Im schweizerischen Rümlang wurde in einem Briefkasten der Türkischen Gemeinschaft Schweiz ein verdächtiger Gegenstand entdeckt, was einen Großeinsatz von Rettungskräften und des Bombenräumkommandos zur Folge hatte. Der Gegenstand konnte zwar sicher geborgen werden, aber medial wurde es nirgends breitgetreten, als dieser eine Textblock selbst lang ist.

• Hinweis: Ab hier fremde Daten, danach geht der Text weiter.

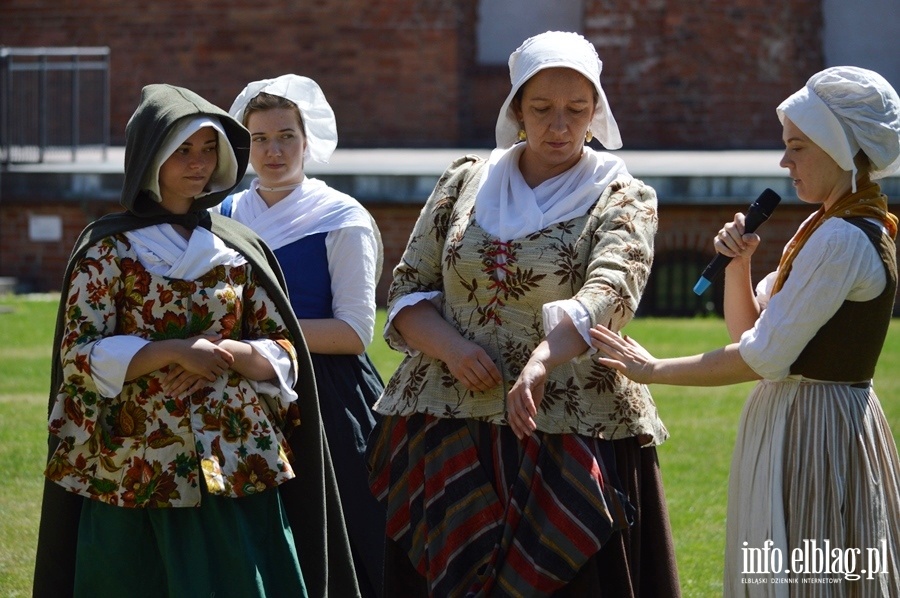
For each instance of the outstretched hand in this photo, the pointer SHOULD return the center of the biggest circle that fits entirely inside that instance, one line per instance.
(472, 366)
(202, 361)
(525, 397)
(733, 242)
(623, 354)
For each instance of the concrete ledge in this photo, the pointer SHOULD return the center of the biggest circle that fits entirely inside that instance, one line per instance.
(407, 176)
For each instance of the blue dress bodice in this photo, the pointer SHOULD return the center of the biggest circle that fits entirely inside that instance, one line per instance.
(305, 265)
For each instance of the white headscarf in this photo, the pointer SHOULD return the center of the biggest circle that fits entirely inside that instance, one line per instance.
(223, 176)
(319, 123)
(549, 50)
(844, 109)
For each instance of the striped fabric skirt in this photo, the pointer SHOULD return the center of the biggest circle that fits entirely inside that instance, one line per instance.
(814, 494)
(482, 513)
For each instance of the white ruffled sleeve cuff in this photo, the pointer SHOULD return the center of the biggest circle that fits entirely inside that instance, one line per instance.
(110, 358)
(553, 313)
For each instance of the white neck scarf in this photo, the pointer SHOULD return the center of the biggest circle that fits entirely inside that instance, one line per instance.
(164, 252)
(508, 208)
(311, 208)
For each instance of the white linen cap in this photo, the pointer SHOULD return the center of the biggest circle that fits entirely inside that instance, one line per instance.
(843, 109)
(319, 123)
(557, 49)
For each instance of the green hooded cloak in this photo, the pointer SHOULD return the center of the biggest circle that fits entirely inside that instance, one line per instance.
(311, 499)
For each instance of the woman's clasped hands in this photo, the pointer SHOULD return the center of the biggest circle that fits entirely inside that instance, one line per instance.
(623, 354)
(201, 359)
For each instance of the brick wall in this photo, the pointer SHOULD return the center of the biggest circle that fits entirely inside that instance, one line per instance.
(679, 74)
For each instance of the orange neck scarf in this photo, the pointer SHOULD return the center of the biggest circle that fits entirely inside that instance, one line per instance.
(867, 202)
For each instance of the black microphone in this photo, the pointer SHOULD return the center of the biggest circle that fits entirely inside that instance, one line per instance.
(758, 212)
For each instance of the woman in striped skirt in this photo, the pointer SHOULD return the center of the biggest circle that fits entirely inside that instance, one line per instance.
(510, 464)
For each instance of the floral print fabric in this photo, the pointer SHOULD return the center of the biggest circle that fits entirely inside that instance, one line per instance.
(143, 448)
(494, 292)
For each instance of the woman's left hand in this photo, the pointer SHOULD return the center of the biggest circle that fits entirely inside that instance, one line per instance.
(180, 383)
(623, 354)
(525, 397)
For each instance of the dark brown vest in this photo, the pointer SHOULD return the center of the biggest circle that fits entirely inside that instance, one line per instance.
(847, 347)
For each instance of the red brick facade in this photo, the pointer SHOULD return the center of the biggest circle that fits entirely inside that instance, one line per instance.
(680, 74)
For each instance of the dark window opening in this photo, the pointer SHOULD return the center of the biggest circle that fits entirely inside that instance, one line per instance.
(670, 290)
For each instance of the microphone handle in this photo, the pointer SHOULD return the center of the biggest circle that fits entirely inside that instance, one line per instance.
(754, 218)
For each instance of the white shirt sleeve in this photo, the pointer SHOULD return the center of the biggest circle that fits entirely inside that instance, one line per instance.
(110, 357)
(352, 258)
(837, 264)
(285, 375)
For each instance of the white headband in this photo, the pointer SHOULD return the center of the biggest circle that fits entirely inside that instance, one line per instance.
(319, 123)
(812, 116)
(549, 50)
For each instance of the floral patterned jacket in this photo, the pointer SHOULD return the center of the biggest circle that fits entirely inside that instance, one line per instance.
(143, 448)
(494, 292)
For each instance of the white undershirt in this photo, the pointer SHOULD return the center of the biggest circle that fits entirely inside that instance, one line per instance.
(837, 263)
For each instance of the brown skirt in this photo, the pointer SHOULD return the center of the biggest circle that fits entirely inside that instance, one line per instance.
(639, 562)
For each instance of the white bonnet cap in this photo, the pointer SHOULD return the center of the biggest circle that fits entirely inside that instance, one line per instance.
(225, 174)
(843, 109)
(319, 124)
(557, 49)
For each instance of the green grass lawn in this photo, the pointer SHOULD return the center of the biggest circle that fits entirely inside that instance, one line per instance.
(695, 460)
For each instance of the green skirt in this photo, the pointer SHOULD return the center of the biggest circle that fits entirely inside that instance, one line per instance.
(240, 547)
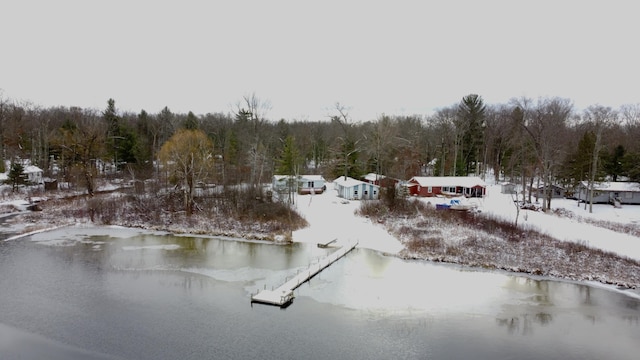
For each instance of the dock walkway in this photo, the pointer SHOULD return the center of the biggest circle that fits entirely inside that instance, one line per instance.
(284, 293)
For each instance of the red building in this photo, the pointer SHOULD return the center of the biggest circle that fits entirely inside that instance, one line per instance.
(429, 186)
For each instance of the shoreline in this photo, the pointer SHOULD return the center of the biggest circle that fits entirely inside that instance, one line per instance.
(631, 290)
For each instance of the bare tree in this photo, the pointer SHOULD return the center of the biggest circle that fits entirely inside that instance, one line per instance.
(601, 117)
(252, 111)
(545, 126)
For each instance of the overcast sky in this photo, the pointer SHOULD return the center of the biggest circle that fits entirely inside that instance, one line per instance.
(374, 57)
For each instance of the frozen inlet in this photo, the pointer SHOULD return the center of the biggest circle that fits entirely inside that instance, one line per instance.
(283, 295)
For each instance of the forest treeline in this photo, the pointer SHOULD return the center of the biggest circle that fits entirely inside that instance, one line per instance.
(544, 138)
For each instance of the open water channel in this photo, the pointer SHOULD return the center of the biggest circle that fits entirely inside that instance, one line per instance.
(106, 293)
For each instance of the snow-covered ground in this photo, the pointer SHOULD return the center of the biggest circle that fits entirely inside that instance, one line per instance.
(329, 217)
(572, 228)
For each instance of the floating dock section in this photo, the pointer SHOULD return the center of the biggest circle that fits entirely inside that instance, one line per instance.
(283, 295)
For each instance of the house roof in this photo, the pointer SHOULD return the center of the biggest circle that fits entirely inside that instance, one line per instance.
(307, 177)
(618, 186)
(373, 177)
(312, 177)
(349, 182)
(464, 181)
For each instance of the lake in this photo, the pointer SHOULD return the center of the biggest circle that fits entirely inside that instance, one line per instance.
(110, 293)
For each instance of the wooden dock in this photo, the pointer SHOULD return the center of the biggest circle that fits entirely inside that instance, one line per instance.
(283, 295)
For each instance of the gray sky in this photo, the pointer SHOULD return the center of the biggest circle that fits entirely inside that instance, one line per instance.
(374, 57)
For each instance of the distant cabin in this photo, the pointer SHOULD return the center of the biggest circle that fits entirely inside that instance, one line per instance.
(507, 188)
(430, 186)
(557, 191)
(34, 174)
(311, 184)
(352, 189)
(379, 180)
(608, 192)
(303, 184)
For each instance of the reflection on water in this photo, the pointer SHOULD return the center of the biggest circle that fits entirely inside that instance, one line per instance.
(121, 293)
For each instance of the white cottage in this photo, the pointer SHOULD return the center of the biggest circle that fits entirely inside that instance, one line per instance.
(303, 184)
(352, 189)
(311, 184)
(607, 192)
(34, 174)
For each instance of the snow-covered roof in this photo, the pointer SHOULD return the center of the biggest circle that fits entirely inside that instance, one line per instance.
(29, 169)
(349, 182)
(617, 186)
(373, 177)
(464, 181)
(312, 177)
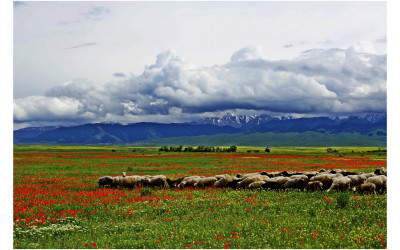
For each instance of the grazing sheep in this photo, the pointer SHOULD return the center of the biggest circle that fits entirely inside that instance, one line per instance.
(205, 182)
(340, 183)
(175, 183)
(155, 181)
(273, 184)
(380, 171)
(247, 181)
(105, 181)
(302, 176)
(128, 181)
(380, 182)
(295, 183)
(356, 180)
(314, 186)
(189, 181)
(367, 187)
(281, 180)
(256, 184)
(369, 175)
(286, 174)
(326, 180)
(227, 181)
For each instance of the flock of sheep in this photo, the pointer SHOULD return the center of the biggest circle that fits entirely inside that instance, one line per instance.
(339, 180)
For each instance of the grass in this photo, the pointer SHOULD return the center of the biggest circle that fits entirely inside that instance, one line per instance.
(57, 203)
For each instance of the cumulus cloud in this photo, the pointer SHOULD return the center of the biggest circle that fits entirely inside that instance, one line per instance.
(81, 45)
(119, 74)
(328, 81)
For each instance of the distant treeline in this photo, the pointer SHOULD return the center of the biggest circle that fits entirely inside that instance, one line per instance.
(198, 149)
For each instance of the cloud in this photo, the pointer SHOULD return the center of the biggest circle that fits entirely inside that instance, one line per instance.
(81, 45)
(328, 81)
(96, 13)
(17, 4)
(382, 39)
(119, 74)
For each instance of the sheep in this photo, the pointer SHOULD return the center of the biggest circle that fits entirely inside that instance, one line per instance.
(314, 186)
(175, 183)
(380, 182)
(368, 187)
(380, 171)
(247, 181)
(273, 184)
(128, 181)
(285, 173)
(295, 183)
(340, 183)
(369, 175)
(105, 181)
(227, 181)
(325, 179)
(280, 180)
(205, 182)
(356, 180)
(256, 184)
(304, 177)
(189, 181)
(155, 181)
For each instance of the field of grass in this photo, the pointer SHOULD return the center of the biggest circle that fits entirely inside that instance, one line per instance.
(57, 203)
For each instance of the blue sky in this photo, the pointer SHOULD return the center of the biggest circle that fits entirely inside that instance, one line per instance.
(77, 62)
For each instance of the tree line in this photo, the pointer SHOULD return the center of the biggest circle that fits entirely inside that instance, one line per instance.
(196, 149)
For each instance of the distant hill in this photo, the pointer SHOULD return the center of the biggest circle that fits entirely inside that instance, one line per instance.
(368, 130)
(300, 139)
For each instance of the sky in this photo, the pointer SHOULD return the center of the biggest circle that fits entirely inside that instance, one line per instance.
(80, 62)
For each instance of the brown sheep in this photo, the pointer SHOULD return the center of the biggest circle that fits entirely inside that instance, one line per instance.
(205, 182)
(325, 179)
(226, 181)
(380, 182)
(247, 181)
(295, 183)
(175, 183)
(367, 187)
(273, 184)
(256, 184)
(155, 181)
(340, 183)
(105, 181)
(314, 186)
(356, 180)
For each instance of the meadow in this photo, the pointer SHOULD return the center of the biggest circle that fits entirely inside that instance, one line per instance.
(57, 202)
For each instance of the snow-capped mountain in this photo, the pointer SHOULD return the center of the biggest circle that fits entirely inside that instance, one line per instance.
(251, 121)
(238, 121)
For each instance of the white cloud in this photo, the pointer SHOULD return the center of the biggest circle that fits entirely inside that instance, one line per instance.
(319, 81)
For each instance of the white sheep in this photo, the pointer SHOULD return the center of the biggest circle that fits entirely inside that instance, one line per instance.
(341, 184)
(205, 182)
(380, 182)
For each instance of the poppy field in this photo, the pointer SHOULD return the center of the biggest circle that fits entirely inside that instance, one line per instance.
(57, 202)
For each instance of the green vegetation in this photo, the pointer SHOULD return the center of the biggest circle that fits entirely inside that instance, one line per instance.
(304, 139)
(57, 203)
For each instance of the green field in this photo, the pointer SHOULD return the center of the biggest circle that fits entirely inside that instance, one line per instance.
(57, 203)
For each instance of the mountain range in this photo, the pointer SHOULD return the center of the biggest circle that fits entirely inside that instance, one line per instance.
(371, 125)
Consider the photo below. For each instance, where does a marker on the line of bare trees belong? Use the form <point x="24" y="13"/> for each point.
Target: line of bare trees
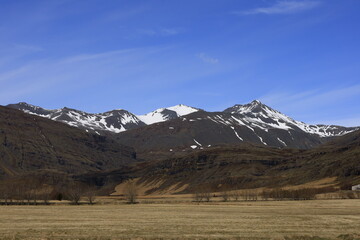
<point x="38" y="191"/>
<point x="273" y="194"/>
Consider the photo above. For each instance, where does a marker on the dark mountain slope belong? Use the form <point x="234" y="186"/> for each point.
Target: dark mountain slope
<point x="251" y="166"/>
<point x="30" y="143"/>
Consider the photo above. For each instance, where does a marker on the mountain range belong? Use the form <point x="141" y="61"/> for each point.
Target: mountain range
<point x="36" y="146"/>
<point x="180" y="128"/>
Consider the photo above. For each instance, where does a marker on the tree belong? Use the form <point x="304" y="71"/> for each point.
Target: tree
<point x="225" y="196"/>
<point x="75" y="192"/>
<point x="130" y="192"/>
<point x="90" y="194"/>
<point x="197" y="196"/>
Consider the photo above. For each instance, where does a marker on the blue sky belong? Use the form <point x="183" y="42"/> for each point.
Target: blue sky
<point x="299" y="57"/>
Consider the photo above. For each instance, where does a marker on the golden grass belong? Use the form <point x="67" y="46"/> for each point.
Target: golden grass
<point x="236" y="220"/>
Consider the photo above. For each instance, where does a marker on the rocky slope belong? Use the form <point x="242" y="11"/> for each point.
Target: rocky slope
<point x="182" y="127"/>
<point x="30" y="143"/>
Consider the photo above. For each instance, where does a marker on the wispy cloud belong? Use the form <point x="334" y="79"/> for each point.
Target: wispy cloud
<point x="207" y="59"/>
<point x="317" y="105"/>
<point x="160" y="32"/>
<point x="283" y="7"/>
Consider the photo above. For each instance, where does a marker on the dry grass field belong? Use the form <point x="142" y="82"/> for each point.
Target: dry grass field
<point x="320" y="219"/>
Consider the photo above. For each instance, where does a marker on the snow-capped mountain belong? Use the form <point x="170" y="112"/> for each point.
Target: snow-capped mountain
<point x="181" y="126"/>
<point x="114" y="121"/>
<point x="165" y="114"/>
<point x="258" y="115"/>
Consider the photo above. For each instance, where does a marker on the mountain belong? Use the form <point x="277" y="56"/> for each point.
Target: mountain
<point x="248" y="166"/>
<point x="165" y="114"/>
<point x="253" y="123"/>
<point x="113" y="121"/>
<point x="30" y="143"/>
<point x="181" y="127"/>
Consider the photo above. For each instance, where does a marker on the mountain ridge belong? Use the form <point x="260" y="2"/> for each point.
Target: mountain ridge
<point x="181" y="127"/>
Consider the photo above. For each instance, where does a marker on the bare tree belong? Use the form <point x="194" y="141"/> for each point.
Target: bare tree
<point x="90" y="194"/>
<point x="207" y="195"/>
<point x="130" y="192"/>
<point x="197" y="196"/>
<point x="225" y="196"/>
<point x="75" y="192"/>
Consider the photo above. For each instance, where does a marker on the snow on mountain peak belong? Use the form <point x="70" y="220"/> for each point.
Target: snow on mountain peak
<point x="165" y="114"/>
<point x="182" y="110"/>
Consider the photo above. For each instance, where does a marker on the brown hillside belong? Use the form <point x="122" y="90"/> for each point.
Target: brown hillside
<point x="29" y="143"/>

Während die schweizerischen Behörden im Dunklen tappten und die Medien sich unerwartet in Zurückhaltung übten, meldete sich die apoistische völkisch-kurdische Jugendguerilla zurück und übernahm die volle Verantwortung für die Sprengung der "Briefkästen". Dabei faselte man etwas von "zwei Stützen des türkischen Faschismus", derer man mit Gewalt Einhalt gebieten müsste.

Vor mehr als drei Jahren befand der Profi-Fußballer Deniz Naki, dass er vor dem türkischen "Faschismus" nicht einmal mehr in Deutschland sicher sei, weshalb er prompt auf der Autobahn beschossen wurde - von wem, dass ist bis heute nicht geklärt.

Nun, gegenwärtig müssten sich die "Grauen Wölfe" sowie der türkische Geheimdienst richtig ins Zeug legen, um Deniz Naki klammheimlich aus der deutschen Untersuchungshaft zu befreien und in die Türkei zu überführen, wo er als "Kurde" weiter verfolgt werden kann.

Nun verfolgt aber das Landgericht Aachen die Sache zwischen Deniz Naki und den kurdischen Pampersrockern "Bahoz", statt die Staatsschutzkammer Köln, die grundsätzlich politische Verschwörungen ahndet. Naki kann nun nicht mehr ein Drama um politische Verfolgung spinnen und seine Fangemeinde ist seither stumm wie Stroh.

Was jetzt passiert:

Der türkische Staatspräsident lädt wie jedes Jahr zum traditionellen Essenfassen. Diesmal ist es wieder Recep Tayyip Erdoğan, der zum Iftar Prominente, Sportler, Generäle, Persönlichkeiten des öffentlichen Lebens, und ja, auch Deutschtürken einlädt, um im Ramadan gemeinsam das Fasten zu brechen.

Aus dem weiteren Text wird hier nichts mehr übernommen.